Everybody loves Tom Petty. He is the “everyman” of rock’n’roll and his catalog of songs sits atop the modern rock songbook. Forty years in, his band, The Heartbreakers, virtually define what it is to be a “band,” and are one of the best, if perhaps underappreciated, in rock and roll history.
It is that concept of a band that is a central theme of Warren Zanes’ book Petty: The Biography. Like thousands of American teenagers, the Beatles historic Ed Sullivan performance meant everything to Tom. It gave “fucked up homes across America an alternative.” Certainly, it gave Petty focus, a purpose and, more importantly, a way out. Little has been written about Petty’s upbringing until now, but it’s safe to say its unpleasantness helped shape him.
Gainesville, Florida also shaped him. Caught between dirt-poor rednecks and the more educated bohemia of the University of Florida, it was at once a place on the cusp of breaking out, and one trapped in time. For a small, backwater town, it gave birth to an astonishing number of musicians, such as Don Felder of The Eagles, Bernie Leadon the Flying Burrito Brothers and later the Eagles, his brother Tom, who played in Linda Ronstadt’s band and, of course, The Heartbreakers. Most went West to find success and Petty and his band — as Mudcrutch — would soon follow.
Having lived the band experience in the Del Fuegos, Zanes shines an empathetic light on Petty’s path from band member, to bandleader, to solo artist and back again to lead The Heartbreakers. Zanes makes the case that Petty’s writing was distinctly southern but in a Muscle Shoals rather than Allman Brothers way, and his skeletal romanticism was there from the start. The Heartbreakers' success story really starts in Tulsa, Oklahoma, under the tutelage of Denny Cordell, former Wrecking Crew member Leon Russell and their label Shelter Records. Following Russell into studios and A-List parties would also open Petty’s eyes: “I saw a lot of things that maybe you shouldn’t do and some things you should. Cautionary tales were in every other room I passed through.” They would eventually cut their classic debut album and make a successful tour of the UK, just as punk rock was breaking, but return home to radio silence. That album would often be mis-characterized as a punk album — due in large part to the misguided cover — and be largely misunderstood at home in the States. Critic Robert Hilburn was an early fan and “got” what they were doing, writing “they stepped away from the pop norm in a way that invited you to weigh your own attitudes. But adventure had become a commercial liability in the 1970s.” A year and a half later — a lifetime in pop music — “Breakdown” would enter the Top 40.
A pivotal move is made after the second album, You’re Gonna Get It! when Elliot Roberts, a partner with manager Tony Dimitriades, counsels Petty, “you can’t give everybody in the band an equal cut…(it’s) going to be a big problem at some point…because you’re going to feel bitter and used.
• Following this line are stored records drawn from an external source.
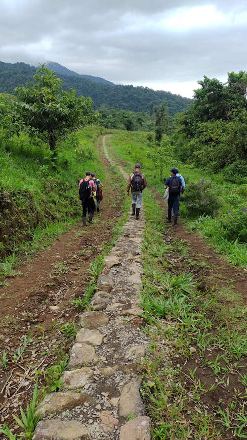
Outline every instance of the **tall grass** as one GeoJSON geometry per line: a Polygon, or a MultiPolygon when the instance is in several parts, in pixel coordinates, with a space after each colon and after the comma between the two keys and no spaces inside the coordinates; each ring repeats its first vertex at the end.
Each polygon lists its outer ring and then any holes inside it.
{"type": "Polygon", "coordinates": [[[104,182],[96,147],[103,131],[88,127],[68,136],[58,146],[56,172],[49,149],[38,138],[22,134],[0,145],[1,275],[13,274],[20,253],[33,244],[37,249],[46,236],[50,243],[78,218],[78,183],[86,170],[104,182]]]}
{"type": "MultiPolygon", "coordinates": [[[[109,143],[114,152],[126,163],[125,169],[130,172],[136,162],[142,165],[142,171],[145,173],[148,182],[152,185],[160,194],[164,194],[164,182],[159,177],[159,170],[156,170],[147,153],[152,149],[147,139],[147,134],[141,132],[134,133],[125,132],[124,133],[116,130],[111,136],[109,143]]],[[[110,153],[110,151],[109,151],[110,153]]],[[[237,241],[228,241],[221,234],[220,220],[229,211],[239,208],[243,211],[243,207],[247,209],[246,185],[238,185],[226,181],[222,174],[215,174],[194,168],[192,165],[179,163],[174,160],[172,163],[167,163],[164,167],[164,177],[169,176],[171,167],[177,166],[179,172],[184,176],[186,185],[190,182],[200,181],[211,181],[212,188],[218,196],[220,207],[218,216],[201,217],[191,220],[186,218],[185,210],[183,203],[180,204],[180,212],[183,221],[194,230],[198,230],[204,237],[207,238],[213,247],[225,256],[228,261],[234,265],[246,267],[247,252],[246,244],[237,241]],[[245,205],[246,204],[246,206],[245,205]]],[[[186,190],[185,190],[186,191],[186,190]]]]}

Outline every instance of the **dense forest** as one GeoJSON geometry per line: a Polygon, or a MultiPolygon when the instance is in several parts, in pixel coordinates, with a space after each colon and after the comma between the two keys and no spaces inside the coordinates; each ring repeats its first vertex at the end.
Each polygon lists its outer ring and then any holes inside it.
{"type": "MultiPolygon", "coordinates": [[[[33,82],[36,68],[24,63],[0,62],[0,93],[13,94],[16,87],[33,82]]],[[[95,109],[105,104],[109,107],[135,112],[152,113],[154,106],[167,102],[171,115],[183,111],[192,100],[169,92],[155,91],[147,87],[112,85],[93,82],[81,76],[59,74],[63,89],[75,90],[77,96],[90,97],[95,109]]]]}
{"type": "Polygon", "coordinates": [[[228,81],[205,76],[194,103],[177,116],[172,136],[175,153],[241,183],[247,177],[247,72],[228,73],[228,81]]]}

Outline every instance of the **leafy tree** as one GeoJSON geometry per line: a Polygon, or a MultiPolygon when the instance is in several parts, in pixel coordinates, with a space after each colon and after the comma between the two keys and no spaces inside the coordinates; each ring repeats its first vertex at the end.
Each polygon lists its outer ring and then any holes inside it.
{"type": "Polygon", "coordinates": [[[62,82],[45,64],[37,68],[34,78],[34,84],[15,89],[20,115],[30,132],[38,132],[48,142],[54,157],[57,141],[95,122],[96,116],[90,98],[77,98],[75,91],[63,91],[62,82]]]}
{"type": "MultiPolygon", "coordinates": [[[[56,71],[55,68],[54,70],[56,71]]],[[[0,61],[0,92],[13,93],[15,87],[23,86],[27,81],[33,83],[35,71],[35,67],[24,63],[0,61]]],[[[91,77],[93,81],[80,75],[68,76],[61,74],[60,71],[56,73],[63,81],[64,90],[69,92],[72,89],[76,90],[76,96],[90,97],[94,108],[104,104],[111,108],[147,112],[151,114],[154,105],[160,105],[165,100],[169,114],[174,115],[184,111],[192,101],[189,98],[169,92],[154,91],[148,87],[113,85],[107,82],[95,82],[96,80],[100,80],[95,77],[91,77]]]]}
{"type": "Polygon", "coordinates": [[[170,144],[169,136],[165,135],[159,144],[154,144],[151,151],[147,153],[147,157],[151,159],[155,168],[160,172],[160,178],[162,180],[162,173],[166,163],[170,163],[172,160],[173,148],[170,144]]]}
{"type": "Polygon", "coordinates": [[[176,155],[215,172],[247,159],[247,72],[228,73],[225,84],[205,76],[194,102],[176,119],[176,155]]]}
{"type": "Polygon", "coordinates": [[[162,135],[165,133],[168,126],[167,103],[164,102],[161,105],[155,107],[155,133],[156,143],[160,145],[162,135]]]}

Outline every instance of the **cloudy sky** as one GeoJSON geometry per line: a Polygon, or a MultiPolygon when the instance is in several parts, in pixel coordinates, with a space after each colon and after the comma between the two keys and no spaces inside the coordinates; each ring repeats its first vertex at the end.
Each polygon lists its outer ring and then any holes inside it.
{"type": "Polygon", "coordinates": [[[0,0],[0,61],[191,97],[246,70],[247,0],[0,0]]]}

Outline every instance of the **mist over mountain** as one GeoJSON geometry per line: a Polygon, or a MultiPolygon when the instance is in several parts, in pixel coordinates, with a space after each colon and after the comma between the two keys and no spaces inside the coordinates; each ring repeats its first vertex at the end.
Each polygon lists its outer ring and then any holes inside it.
{"type": "Polygon", "coordinates": [[[66,75],[67,76],[78,76],[84,79],[90,80],[90,81],[94,81],[95,83],[104,83],[105,84],[110,84],[112,86],[115,85],[114,83],[104,79],[103,78],[100,78],[99,76],[92,76],[91,75],[83,75],[77,73],[76,72],[74,72],[73,70],[70,70],[69,69],[67,69],[64,66],[61,66],[58,63],[55,63],[53,61],[47,62],[46,66],[47,69],[49,69],[50,70],[54,70],[58,75],[66,75]]]}
{"type": "MultiPolygon", "coordinates": [[[[72,89],[76,91],[78,96],[90,97],[95,109],[104,104],[113,108],[152,113],[154,105],[166,100],[168,111],[173,115],[183,111],[192,102],[189,98],[169,92],[154,91],[148,87],[114,85],[98,77],[80,75],[57,63],[49,62],[46,65],[58,74],[63,82],[65,90],[72,89]]],[[[34,66],[23,62],[11,64],[0,61],[0,93],[13,94],[15,87],[25,86],[27,82],[32,83],[36,70],[34,66]]]]}

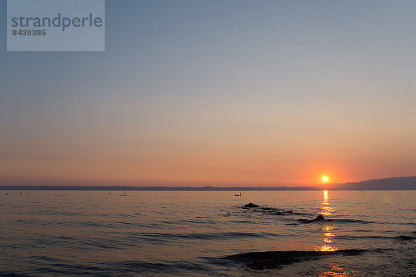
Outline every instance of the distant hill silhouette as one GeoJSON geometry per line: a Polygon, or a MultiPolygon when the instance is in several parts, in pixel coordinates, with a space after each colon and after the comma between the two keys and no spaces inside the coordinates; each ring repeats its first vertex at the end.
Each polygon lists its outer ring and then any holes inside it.
{"type": "Polygon", "coordinates": [[[0,186],[0,190],[416,190],[416,176],[367,180],[354,183],[315,186],[0,186]]]}
{"type": "Polygon", "coordinates": [[[328,185],[333,190],[416,190],[416,176],[367,180],[354,183],[328,185]]]}

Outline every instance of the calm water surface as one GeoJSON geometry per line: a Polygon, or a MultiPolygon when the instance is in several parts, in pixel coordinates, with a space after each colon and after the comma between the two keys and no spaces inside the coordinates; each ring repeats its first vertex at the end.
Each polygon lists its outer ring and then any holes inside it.
{"type": "Polygon", "coordinates": [[[416,276],[415,190],[6,193],[2,276],[416,276]]]}

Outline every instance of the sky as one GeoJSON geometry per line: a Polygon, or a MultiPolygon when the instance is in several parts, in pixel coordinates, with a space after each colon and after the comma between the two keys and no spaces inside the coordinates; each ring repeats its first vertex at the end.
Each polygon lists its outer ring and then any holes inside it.
{"type": "Polygon", "coordinates": [[[0,184],[416,175],[416,2],[105,1],[105,52],[7,52],[0,184]]]}

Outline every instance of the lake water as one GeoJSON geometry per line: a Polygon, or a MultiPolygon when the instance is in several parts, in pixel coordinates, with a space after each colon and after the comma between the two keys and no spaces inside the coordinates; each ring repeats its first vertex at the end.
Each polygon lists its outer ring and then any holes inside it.
{"type": "Polygon", "coordinates": [[[416,190],[0,193],[1,276],[416,276],[416,190]]]}

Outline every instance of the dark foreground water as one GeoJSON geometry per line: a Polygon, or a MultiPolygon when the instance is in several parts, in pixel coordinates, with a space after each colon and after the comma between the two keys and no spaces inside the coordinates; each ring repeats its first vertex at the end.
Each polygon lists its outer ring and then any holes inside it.
{"type": "Polygon", "coordinates": [[[416,276],[415,190],[0,193],[1,276],[416,276]]]}

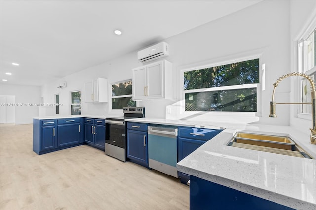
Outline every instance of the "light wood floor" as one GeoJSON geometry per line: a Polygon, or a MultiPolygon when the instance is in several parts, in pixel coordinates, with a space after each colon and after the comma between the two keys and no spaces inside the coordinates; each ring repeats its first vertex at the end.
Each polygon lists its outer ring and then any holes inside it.
{"type": "Polygon", "coordinates": [[[32,124],[0,124],[1,210],[185,210],[178,179],[83,145],[38,155],[32,124]]]}

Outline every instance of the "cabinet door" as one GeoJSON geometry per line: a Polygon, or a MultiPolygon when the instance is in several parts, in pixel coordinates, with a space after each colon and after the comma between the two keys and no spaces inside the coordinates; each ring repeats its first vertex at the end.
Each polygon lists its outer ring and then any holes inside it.
{"type": "Polygon", "coordinates": [[[147,135],[146,132],[127,130],[127,157],[148,166],[147,135]]]}
{"type": "Polygon", "coordinates": [[[133,70],[133,100],[147,98],[146,69],[142,67],[133,70]]]}
{"type": "Polygon", "coordinates": [[[105,126],[95,125],[94,126],[94,144],[101,149],[104,149],[105,143],[105,126]]]}
{"type": "MultiPolygon", "coordinates": [[[[164,80],[162,63],[147,66],[146,71],[147,99],[157,99],[164,97],[164,80]]],[[[134,85],[134,84],[133,84],[134,85]]]]}
{"type": "Polygon", "coordinates": [[[79,123],[58,125],[57,146],[63,146],[80,142],[79,123]]]}
{"type": "Polygon", "coordinates": [[[92,81],[84,83],[84,101],[93,102],[93,84],[92,81]]]}
{"type": "Polygon", "coordinates": [[[55,126],[45,126],[42,128],[42,150],[56,147],[55,126]]]}
{"type": "Polygon", "coordinates": [[[93,101],[99,102],[99,86],[97,79],[93,80],[93,101]]]}
{"type": "Polygon", "coordinates": [[[84,141],[87,143],[93,144],[93,124],[84,123],[84,141]]]}

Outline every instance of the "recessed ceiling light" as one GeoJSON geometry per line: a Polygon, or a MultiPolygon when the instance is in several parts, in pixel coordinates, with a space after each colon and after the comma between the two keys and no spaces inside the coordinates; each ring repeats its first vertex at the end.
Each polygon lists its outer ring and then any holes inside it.
{"type": "Polygon", "coordinates": [[[122,34],[122,31],[117,29],[116,30],[114,30],[114,34],[118,35],[120,35],[122,34]]]}

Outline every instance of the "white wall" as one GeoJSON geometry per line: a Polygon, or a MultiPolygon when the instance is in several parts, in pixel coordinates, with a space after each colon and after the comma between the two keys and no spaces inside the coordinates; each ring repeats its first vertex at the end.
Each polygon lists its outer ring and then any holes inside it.
{"type": "Polygon", "coordinates": [[[32,117],[38,116],[39,107],[29,104],[40,103],[40,87],[1,84],[1,95],[15,96],[15,124],[33,123],[32,117]]]}
{"type": "MultiPolygon", "coordinates": [[[[298,1],[296,2],[300,4],[298,1]]],[[[189,30],[164,41],[169,44],[170,55],[167,60],[173,64],[174,100],[153,100],[138,102],[146,108],[148,117],[182,118],[188,117],[179,111],[178,102],[182,98],[180,86],[181,70],[200,64],[215,63],[239,58],[240,56],[260,54],[261,62],[266,64],[265,90],[262,91],[262,116],[250,117],[248,121],[288,125],[289,106],[276,107],[277,118],[267,117],[272,84],[280,76],[291,70],[290,3],[289,1],[264,1],[214,21],[189,30]],[[171,107],[171,114],[166,115],[166,107],[171,107]]],[[[298,13],[303,11],[298,11],[298,13]]],[[[72,90],[81,89],[84,94],[84,83],[97,77],[107,78],[109,84],[131,78],[131,69],[141,66],[133,52],[92,67],[67,76],[67,87],[58,89],[56,83],[44,86],[41,92],[45,103],[54,103],[54,95],[60,94],[61,115],[70,114],[70,94],[72,90]]],[[[288,101],[290,80],[284,80],[276,92],[276,101],[288,101]]],[[[111,90],[109,93],[111,93],[111,90]]],[[[109,101],[110,102],[110,101],[109,101]]],[[[107,115],[121,112],[110,112],[109,104],[82,104],[82,114],[107,115]]],[[[223,119],[221,114],[203,113],[198,119],[216,120],[223,119]],[[219,117],[219,114],[220,117],[219,117]]],[[[230,116],[226,117],[230,120],[230,116]]],[[[236,118],[238,120],[240,117],[236,118]]]]}
{"type": "MultiPolygon", "coordinates": [[[[313,19],[316,18],[316,1],[291,1],[290,5],[291,71],[297,72],[298,41],[313,19]]],[[[292,78],[291,81],[292,84],[291,86],[291,101],[298,102],[300,95],[298,80],[292,78]]],[[[308,128],[312,128],[311,120],[308,118],[307,120],[298,118],[298,106],[292,105],[291,107],[290,124],[298,130],[309,134],[308,128]]]]}
{"type": "Polygon", "coordinates": [[[15,96],[0,96],[1,114],[0,123],[15,123],[15,96]]]}

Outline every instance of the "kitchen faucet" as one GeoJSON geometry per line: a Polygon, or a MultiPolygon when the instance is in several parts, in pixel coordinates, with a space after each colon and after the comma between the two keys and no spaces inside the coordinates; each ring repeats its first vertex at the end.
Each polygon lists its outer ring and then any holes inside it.
{"type": "Polygon", "coordinates": [[[314,81],[311,77],[303,73],[293,72],[284,75],[279,78],[276,82],[272,85],[274,87],[273,88],[273,91],[272,92],[272,101],[270,102],[270,114],[269,115],[269,117],[276,117],[276,104],[311,104],[312,105],[312,127],[310,128],[311,130],[311,143],[313,144],[316,144],[316,127],[315,126],[316,121],[316,114],[315,111],[316,111],[316,91],[315,91],[315,85],[314,84],[314,81]],[[275,98],[275,92],[276,91],[276,88],[277,87],[280,82],[285,78],[289,77],[292,76],[302,76],[307,79],[310,82],[311,85],[311,94],[312,102],[302,102],[302,103],[276,103],[274,101],[275,98]]]}

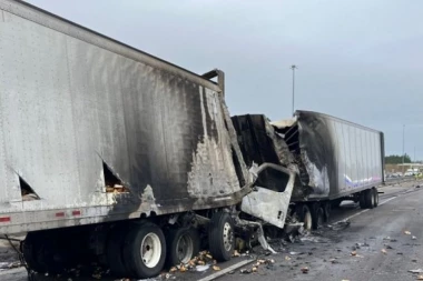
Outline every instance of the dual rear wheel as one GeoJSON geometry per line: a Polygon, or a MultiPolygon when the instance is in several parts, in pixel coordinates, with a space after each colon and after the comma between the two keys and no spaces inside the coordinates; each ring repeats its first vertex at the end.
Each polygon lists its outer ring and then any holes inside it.
{"type": "MultiPolygon", "coordinates": [[[[232,258],[235,248],[234,222],[226,212],[216,212],[208,225],[212,255],[232,258]]],[[[116,277],[151,278],[168,267],[187,263],[198,252],[200,239],[194,228],[169,229],[166,233],[151,222],[116,228],[107,242],[107,260],[116,277]],[[126,233],[126,234],[125,234],[126,233]]]]}
{"type": "Polygon", "coordinates": [[[373,209],[378,205],[378,192],[376,188],[363,190],[360,193],[360,207],[362,209],[373,209]]]}

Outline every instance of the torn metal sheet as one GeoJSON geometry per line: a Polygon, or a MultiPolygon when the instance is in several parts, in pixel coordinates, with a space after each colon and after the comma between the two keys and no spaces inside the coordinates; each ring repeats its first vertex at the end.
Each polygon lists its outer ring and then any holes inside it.
{"type": "Polygon", "coordinates": [[[284,228],[294,189],[296,172],[289,171],[289,180],[283,192],[255,187],[254,191],[244,197],[240,209],[281,229],[284,228]]]}

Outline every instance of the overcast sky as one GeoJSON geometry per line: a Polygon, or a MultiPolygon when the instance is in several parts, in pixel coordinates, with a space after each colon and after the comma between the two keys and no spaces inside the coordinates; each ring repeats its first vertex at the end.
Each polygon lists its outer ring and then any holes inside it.
{"type": "Polygon", "coordinates": [[[423,1],[30,0],[197,73],[226,73],[232,114],[314,110],[423,159],[423,1]]]}

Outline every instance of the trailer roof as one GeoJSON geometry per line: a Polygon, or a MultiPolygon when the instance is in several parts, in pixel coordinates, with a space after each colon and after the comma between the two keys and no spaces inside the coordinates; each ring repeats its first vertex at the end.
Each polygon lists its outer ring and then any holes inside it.
{"type": "Polygon", "coordinates": [[[91,29],[82,27],[70,20],[63,19],[49,11],[42,10],[36,6],[27,3],[24,1],[16,0],[0,0],[0,9],[10,12],[20,18],[30,20],[46,28],[53,29],[58,32],[77,38],[87,43],[97,46],[102,49],[107,49],[115,53],[121,54],[129,59],[149,64],[151,67],[163,69],[174,74],[193,80],[204,87],[207,87],[215,91],[222,91],[222,89],[214,81],[207,80],[204,77],[194,73],[187,69],[173,64],[166,60],[151,56],[131,46],[122,43],[116,39],[104,36],[91,29]],[[70,24],[70,26],[69,26],[70,24]]]}
{"type": "Polygon", "coordinates": [[[353,123],[351,121],[347,121],[347,120],[344,120],[344,119],[341,119],[341,118],[337,118],[337,117],[333,117],[333,116],[329,116],[329,114],[326,114],[326,113],[321,113],[321,112],[315,112],[315,111],[308,111],[308,110],[296,110],[295,111],[295,117],[299,117],[299,114],[319,116],[319,117],[332,119],[332,120],[335,120],[335,121],[338,121],[338,122],[347,123],[350,126],[358,127],[358,128],[362,128],[364,130],[374,131],[374,132],[382,132],[382,131],[378,131],[378,130],[375,130],[375,129],[372,129],[372,128],[368,128],[368,127],[365,127],[365,126],[362,126],[362,124],[353,123]]]}

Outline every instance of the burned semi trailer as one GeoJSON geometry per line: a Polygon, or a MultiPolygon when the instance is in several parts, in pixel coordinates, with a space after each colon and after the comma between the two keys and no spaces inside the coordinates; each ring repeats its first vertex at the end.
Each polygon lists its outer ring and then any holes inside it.
{"type": "MultiPolygon", "coordinates": [[[[255,177],[223,72],[195,74],[23,1],[0,0],[0,234],[28,232],[29,269],[96,257],[149,278],[200,241],[228,260],[255,177]]],[[[255,172],[268,169],[294,178],[255,172]]]]}
{"type": "MultiPolygon", "coordinates": [[[[296,167],[289,219],[311,229],[327,220],[343,200],[360,202],[363,209],[377,207],[377,187],[384,183],[382,132],[311,111],[275,122],[259,114],[232,119],[247,165],[296,167]]],[[[267,171],[257,184],[277,191],[285,181],[267,171]]]]}

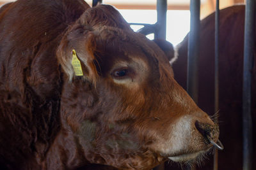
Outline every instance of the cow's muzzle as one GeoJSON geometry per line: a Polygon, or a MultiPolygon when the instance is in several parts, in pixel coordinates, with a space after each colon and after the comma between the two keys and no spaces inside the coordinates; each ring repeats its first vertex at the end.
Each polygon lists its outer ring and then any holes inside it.
{"type": "Polygon", "coordinates": [[[224,147],[221,141],[218,139],[219,127],[218,125],[212,125],[208,124],[202,123],[196,121],[195,125],[199,132],[211,143],[215,148],[220,150],[223,150],[224,147]],[[216,141],[216,142],[214,141],[216,141]]]}

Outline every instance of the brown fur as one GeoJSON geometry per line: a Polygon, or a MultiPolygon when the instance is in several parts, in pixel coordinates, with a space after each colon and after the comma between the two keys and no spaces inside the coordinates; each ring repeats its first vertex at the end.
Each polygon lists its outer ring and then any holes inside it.
{"type": "Polygon", "coordinates": [[[211,125],[217,140],[218,125],[174,80],[164,53],[113,7],[19,0],[3,8],[1,168],[149,169],[212,146],[196,121],[211,125]],[[74,73],[73,49],[83,76],[74,73]],[[114,76],[120,66],[125,78],[114,76]],[[173,136],[186,117],[189,135],[173,136]],[[180,139],[178,150],[172,141],[180,139]]]}
{"type": "MultiPolygon", "coordinates": [[[[220,129],[225,145],[219,152],[219,169],[243,169],[242,83],[244,6],[220,11],[220,129]]],[[[199,56],[198,106],[214,113],[214,13],[201,21],[199,56]]],[[[175,78],[186,87],[188,37],[180,43],[178,59],[173,63],[175,78]]],[[[256,60],[254,59],[254,62],[256,60]]],[[[252,78],[253,169],[256,169],[256,69],[252,78]]],[[[196,169],[212,169],[212,159],[196,169]]],[[[171,168],[168,167],[168,168],[171,168]]],[[[174,169],[173,167],[172,168],[174,169]]]]}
It’s going to blow the whole deal.” And, as Zanes correctly notes, “Within the band, no one was going to like it. Some would understand it. Some would come to understand it. And some grumble still.” Petty clearly wanted the band to stay A BAND and to guarantee that, he had to make some difficult decisions; many a great band has come apart from the internal friction and jealousy can kicked down the road.
And that’s the big takeaway in this book for me. As great a songwriter and as individual a singer that Petty is, he wanted to be in a band. Zanes explains: “Bands, once the fundamental unit for music making,” have, in today’s industry, become “just another category among many. But if you were raised during the British invasion or the punk years, a band was everything, a shield, a shelter.” Better yet is his analysis of what that means to kids and fans who had bought the records: “the ones who believed from the beginning, they don’t want to see Mick Jagger with any other group. They’ve been asked to make an investment in an idea and they did it.” Petty, of course, was one of those fans all those years ago.
From the door-busting Damn The Torpedoes, to the solo success of Full Moon Fever, and Wildflowers (which Petty calls his “divorce album, not Echoes,) the core players would remain The Heartbreakers and play in featured roles on the “solo” albums, and that speaks volumes. Mike Campbell and Benmont Tench would be musical wingmen for life. That Bob Dylan, George Harrison, Roy Orbison and Stevie Nicks would seek him out for collaboration only solidifies Petty as “the coolest guy out of the South since William Faulkner” and a musician’s musician.
Of course, the big bombshell in the book is the disclosure of Petty’s slide into heroin use. That matter is dealt with honestly as a very bad decision in a very dark personal time for Petty. In the end, it only proves that Petty is, in fact, very much the guy we root for. As longtime confidante Bugs Weidel sums up, “as an artist, as a husband, as a father, as a friend, this guy has spent his life trying to improve. In every single way.”
Warren Zanes has crafted a warm, honest, and most importantly, human story of one of the great musicians of our time. And if that’s not something to cheer about, what is?